The 1st District Court of Appeal in San Francisco ruled that a Sacramento-area transgender man can sue Mercy San Juan Medical Center over the last-minute cancellation of his hysterectomy, overturning a lower-court ruling that dismissed the case.

Dignity Health, which operates Mercy San Juan, arranged for Evan Minton to have the procedure at Methodist Hospital in south Sacramento within 72 hours of the denial, court records state. The procedure was canceled, the lawsuit stated, after Minton mentioned to a nurse that he is transgender.

In his appeal court decision, Presiding Justice Stuart R. Pollak stated: “Without determining the right of Dignity Health to provide its services in such cases at alternative facilities, as it claims to have done here, we agree that plaintiff’s complaint alleges that Dignity Health initially failed to do so and that its subsequent rectification of its denial, while likely mitigating plaintiff’s damages, did not extinguish his cause of action for discrimination.”

Earlier, a San Francisco Superior Court judge dismissed the lawsuit, saying the Carmichael-based hospital followed the direction of California Supreme Court justices in quickly rescheduling the procedure at a different facility. The superior court found this action fell in line with the high court’s decision in North Coast Women’s Care Medical Group Inc. v. San Diego County Superior Court.
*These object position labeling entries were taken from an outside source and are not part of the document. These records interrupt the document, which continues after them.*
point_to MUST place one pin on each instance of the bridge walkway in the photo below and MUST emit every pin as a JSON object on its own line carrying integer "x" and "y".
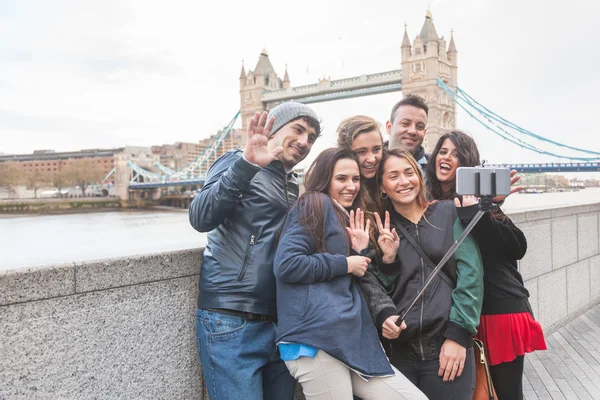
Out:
{"x": 570, "y": 368}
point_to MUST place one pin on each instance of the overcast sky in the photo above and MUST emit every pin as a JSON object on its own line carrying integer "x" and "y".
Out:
{"x": 99, "y": 74}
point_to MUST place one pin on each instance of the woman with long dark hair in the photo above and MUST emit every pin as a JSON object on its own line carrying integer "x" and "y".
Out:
{"x": 507, "y": 327}
{"x": 362, "y": 135}
{"x": 435, "y": 350}
{"x": 325, "y": 333}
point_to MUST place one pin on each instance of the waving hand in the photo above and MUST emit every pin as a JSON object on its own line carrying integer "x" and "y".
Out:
{"x": 257, "y": 137}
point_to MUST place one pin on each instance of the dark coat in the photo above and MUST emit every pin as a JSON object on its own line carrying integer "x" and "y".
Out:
{"x": 451, "y": 306}
{"x": 501, "y": 244}
{"x": 242, "y": 206}
{"x": 319, "y": 302}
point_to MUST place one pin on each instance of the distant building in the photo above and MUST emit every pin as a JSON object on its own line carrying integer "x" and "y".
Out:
{"x": 49, "y": 162}
{"x": 178, "y": 155}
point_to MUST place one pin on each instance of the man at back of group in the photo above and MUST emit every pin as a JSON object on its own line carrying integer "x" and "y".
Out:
{"x": 407, "y": 127}
{"x": 243, "y": 204}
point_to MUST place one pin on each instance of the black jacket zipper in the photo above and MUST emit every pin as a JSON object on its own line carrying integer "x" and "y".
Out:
{"x": 246, "y": 258}
{"x": 422, "y": 300}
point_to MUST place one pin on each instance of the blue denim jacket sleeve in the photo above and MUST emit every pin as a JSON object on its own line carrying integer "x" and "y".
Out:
{"x": 227, "y": 180}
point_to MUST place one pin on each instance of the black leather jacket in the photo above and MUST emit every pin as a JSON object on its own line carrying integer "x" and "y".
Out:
{"x": 243, "y": 206}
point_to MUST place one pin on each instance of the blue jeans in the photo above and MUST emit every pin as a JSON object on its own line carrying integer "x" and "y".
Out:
{"x": 239, "y": 358}
{"x": 424, "y": 375}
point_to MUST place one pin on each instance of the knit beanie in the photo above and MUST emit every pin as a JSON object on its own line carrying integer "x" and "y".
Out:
{"x": 287, "y": 112}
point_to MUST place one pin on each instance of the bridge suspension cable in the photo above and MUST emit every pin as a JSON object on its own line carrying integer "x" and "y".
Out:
{"x": 188, "y": 170}
{"x": 499, "y": 125}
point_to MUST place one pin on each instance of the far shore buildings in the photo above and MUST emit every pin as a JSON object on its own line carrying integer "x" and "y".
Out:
{"x": 112, "y": 166}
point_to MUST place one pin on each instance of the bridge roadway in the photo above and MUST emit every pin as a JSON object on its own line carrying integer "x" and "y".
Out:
{"x": 570, "y": 368}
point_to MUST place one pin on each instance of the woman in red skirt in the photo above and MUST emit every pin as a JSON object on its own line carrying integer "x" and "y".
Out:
{"x": 507, "y": 326}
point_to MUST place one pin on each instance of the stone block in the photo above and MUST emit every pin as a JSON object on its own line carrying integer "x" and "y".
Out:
{"x": 578, "y": 286}
{"x": 587, "y": 235}
{"x": 595, "y": 278}
{"x": 117, "y": 272}
{"x": 35, "y": 283}
{"x": 517, "y": 217}
{"x": 564, "y": 241}
{"x": 570, "y": 210}
{"x": 538, "y": 214}
{"x": 135, "y": 342}
{"x": 532, "y": 286}
{"x": 538, "y": 259}
{"x": 552, "y": 297}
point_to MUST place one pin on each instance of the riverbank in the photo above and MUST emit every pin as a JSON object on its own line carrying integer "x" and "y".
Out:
{"x": 29, "y": 207}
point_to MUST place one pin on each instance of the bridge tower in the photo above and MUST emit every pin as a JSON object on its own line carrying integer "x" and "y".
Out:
{"x": 425, "y": 60}
{"x": 255, "y": 83}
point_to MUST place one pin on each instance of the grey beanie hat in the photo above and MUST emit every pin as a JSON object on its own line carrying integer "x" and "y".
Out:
{"x": 286, "y": 112}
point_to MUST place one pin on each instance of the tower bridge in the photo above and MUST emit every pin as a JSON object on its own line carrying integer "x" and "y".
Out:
{"x": 429, "y": 68}
{"x": 424, "y": 60}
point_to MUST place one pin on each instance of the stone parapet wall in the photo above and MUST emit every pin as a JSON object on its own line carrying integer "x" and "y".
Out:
{"x": 562, "y": 266}
{"x": 124, "y": 328}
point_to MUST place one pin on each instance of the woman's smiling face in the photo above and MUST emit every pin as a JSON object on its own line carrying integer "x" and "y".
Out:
{"x": 368, "y": 147}
{"x": 446, "y": 163}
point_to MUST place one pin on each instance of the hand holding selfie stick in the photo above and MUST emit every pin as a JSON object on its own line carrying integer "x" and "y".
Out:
{"x": 485, "y": 204}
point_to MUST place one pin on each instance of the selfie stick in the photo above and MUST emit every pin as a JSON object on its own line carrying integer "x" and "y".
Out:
{"x": 485, "y": 204}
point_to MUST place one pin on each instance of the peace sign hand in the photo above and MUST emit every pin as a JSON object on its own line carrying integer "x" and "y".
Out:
{"x": 388, "y": 240}
{"x": 257, "y": 136}
{"x": 358, "y": 231}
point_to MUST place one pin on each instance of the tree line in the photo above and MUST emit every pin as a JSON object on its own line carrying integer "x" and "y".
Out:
{"x": 82, "y": 173}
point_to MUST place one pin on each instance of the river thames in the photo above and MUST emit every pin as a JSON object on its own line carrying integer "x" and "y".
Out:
{"x": 51, "y": 239}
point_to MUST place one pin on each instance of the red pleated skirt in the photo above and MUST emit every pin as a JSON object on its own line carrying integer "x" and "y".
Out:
{"x": 507, "y": 336}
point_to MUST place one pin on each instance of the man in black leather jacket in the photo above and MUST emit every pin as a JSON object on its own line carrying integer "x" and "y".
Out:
{"x": 407, "y": 127}
{"x": 243, "y": 205}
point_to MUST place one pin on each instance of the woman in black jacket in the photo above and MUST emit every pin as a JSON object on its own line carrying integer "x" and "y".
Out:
{"x": 507, "y": 327}
{"x": 435, "y": 349}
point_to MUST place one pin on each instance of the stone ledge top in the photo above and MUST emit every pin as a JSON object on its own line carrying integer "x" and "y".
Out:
{"x": 36, "y": 283}
{"x": 526, "y": 216}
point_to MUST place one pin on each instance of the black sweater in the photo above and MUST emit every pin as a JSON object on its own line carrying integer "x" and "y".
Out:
{"x": 501, "y": 244}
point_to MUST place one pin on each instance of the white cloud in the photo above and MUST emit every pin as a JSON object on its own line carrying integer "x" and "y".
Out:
{"x": 81, "y": 74}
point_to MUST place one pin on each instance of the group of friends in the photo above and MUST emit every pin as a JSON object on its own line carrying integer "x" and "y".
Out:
{"x": 309, "y": 287}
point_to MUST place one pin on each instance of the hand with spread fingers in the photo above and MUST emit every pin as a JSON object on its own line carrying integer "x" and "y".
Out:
{"x": 452, "y": 360}
{"x": 390, "y": 330}
{"x": 358, "y": 230}
{"x": 357, "y": 265}
{"x": 388, "y": 240}
{"x": 514, "y": 178}
{"x": 257, "y": 138}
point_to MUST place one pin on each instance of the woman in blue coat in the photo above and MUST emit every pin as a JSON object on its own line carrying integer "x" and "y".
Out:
{"x": 325, "y": 333}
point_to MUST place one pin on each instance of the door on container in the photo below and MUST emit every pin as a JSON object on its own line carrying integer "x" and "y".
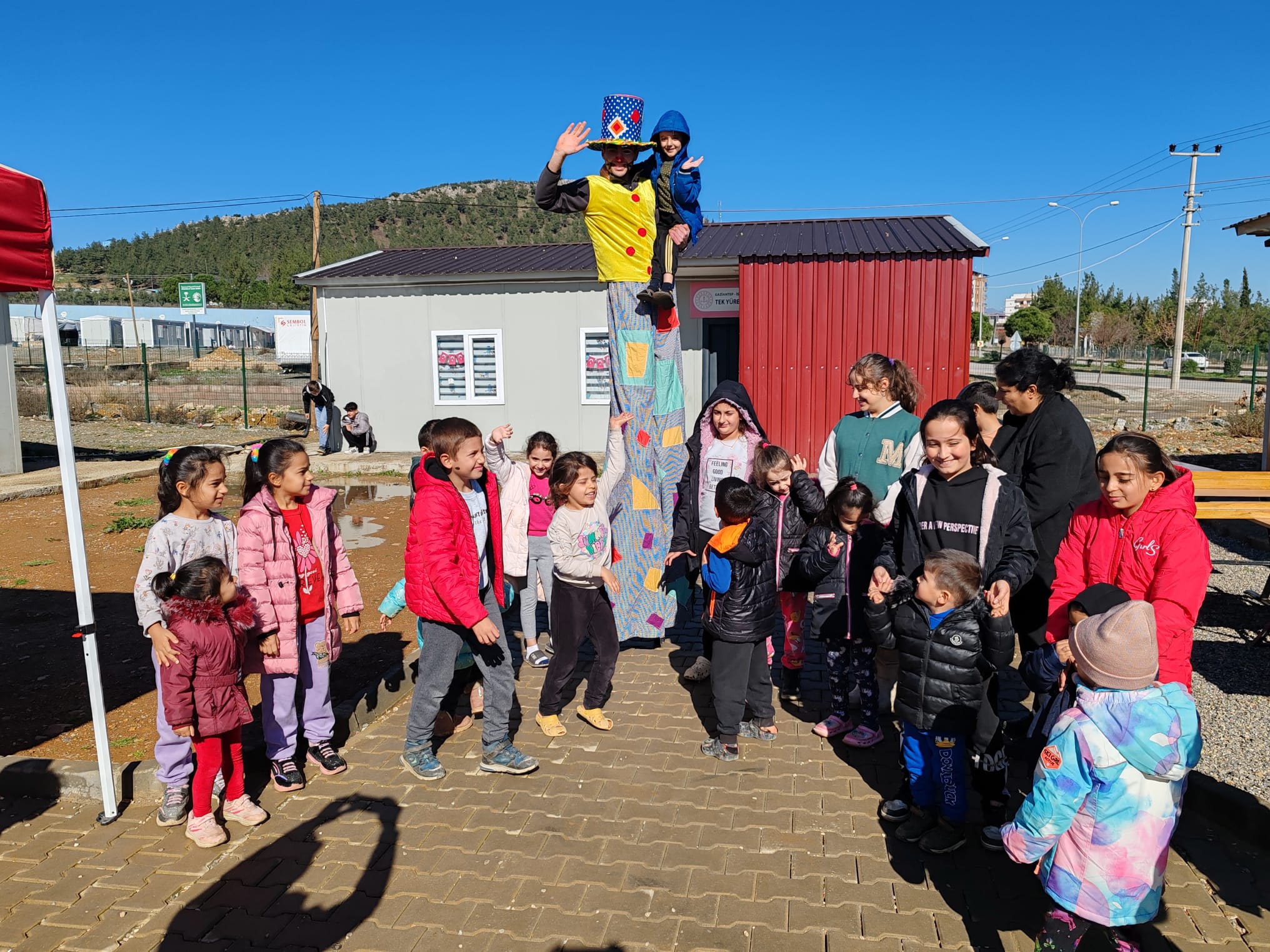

Minton’s surgeon, Dr. Lindsey Dawson, scheduled the procedure on a day when she planned another hysterectomy at Mercy San Juan, court records stated, but two days before the surgery, Minton mentioned to a pre-operation nurse that he is transgender. In an interview with The Bee in April 2017, Dawson said Dignity Health officials assisted her in getting emergency privileges at Methodist so she could perform the procedure there.

Elizabeth Gill, senior staff attorney for the ACLU Northern California, told The Bee the procedure was not any more elective for Minton than it is for cisgender women who have hysterectomies at Mercy San Juan for conditions that are not life-threatening.